12th Joint Conference on the Applications of Air Pollution Meteorology with the Air and Waste Management Association

8.1

Modeling of coastal meteorology in weakly forced situations

Ananthakrishna Sarma, SAIC, McLean, VA

The accurate modeling of dispersion is inherently tied to the accurate modeling of winds and temperature structure in the region of the atmosphere containing the plume. The mesoscale models currently in use show good skill in such forecasts when the synoptic forcing is relatively strong. However, in weakly forced situations the models exhibit considerably lower skill, especially in situations where the topography might play a significant role. One such scenario is the complex flow patterns that are observed over coastal regions. We use the Operational Multiscale Environment model with Grid Adaptivity (OMEGA) to explore the impact of high-resolution surface characteristics datasets on the quality of the wind and temperature forecasts, during a weakly forced summer-time scenario. OMEGA is based upon an unstructured adaptive grid, which is unique and new in the field of numerical weather prediction. The strength of the unstructured grid is that it can provide high-resolution where needed, based on any surface characteristics or meteorological fields.

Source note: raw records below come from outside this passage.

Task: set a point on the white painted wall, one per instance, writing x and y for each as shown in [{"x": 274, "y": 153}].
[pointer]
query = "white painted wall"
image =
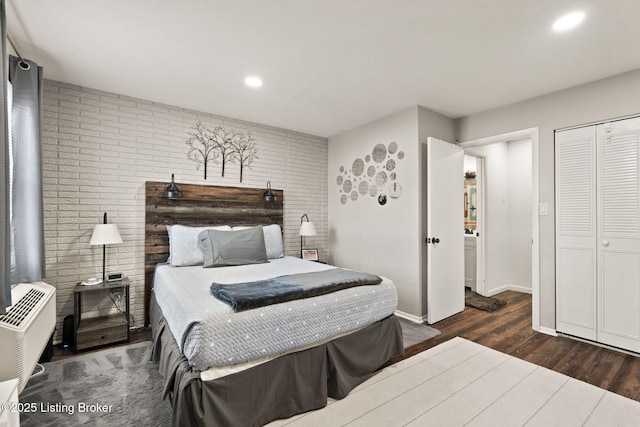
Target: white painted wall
[
  {"x": 592, "y": 102},
  {"x": 496, "y": 211},
  {"x": 99, "y": 148},
  {"x": 507, "y": 212},
  {"x": 470, "y": 163},
  {"x": 387, "y": 240},
  {"x": 519, "y": 197},
  {"x": 365, "y": 236}
]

Also the grid can be constructed so that the edges of the computational elements follow the coastline as closely as possible, thus providing a better representation of the underlying surface. This is important in the weakly forced scenarios as the winds and temperature structure are strongly influenced by the surface characteristics. When the dynamic grid adaptivity feature of OMEGA is used, the grid can adapt to the time-evolving fields such as plume location, pressure minima, momentum deformation, or the gradients in the potential temperature field.

In this paper we present the results from modeling experiments performed to support a field experiment organized and conducted by the Defense Threat Reduction Agency (DTRA), during 15-31 July 2001. The experiment region covered the Chesapeake Bay region. Special surface observations were taken at several sites in the experiment region. This paper concentrates on a few specific days during the experiment period during which weak synoptic forcing was observed. The model results were compared against all available observations to obtain mean, mean absolute and root mean squared errors of temperature, dew point, wind speed and wind direction. The results show the significance of including accurate surface data such as the sea surface temperature in the model initial conditions.

extended abstract  Extended Abstract (132K)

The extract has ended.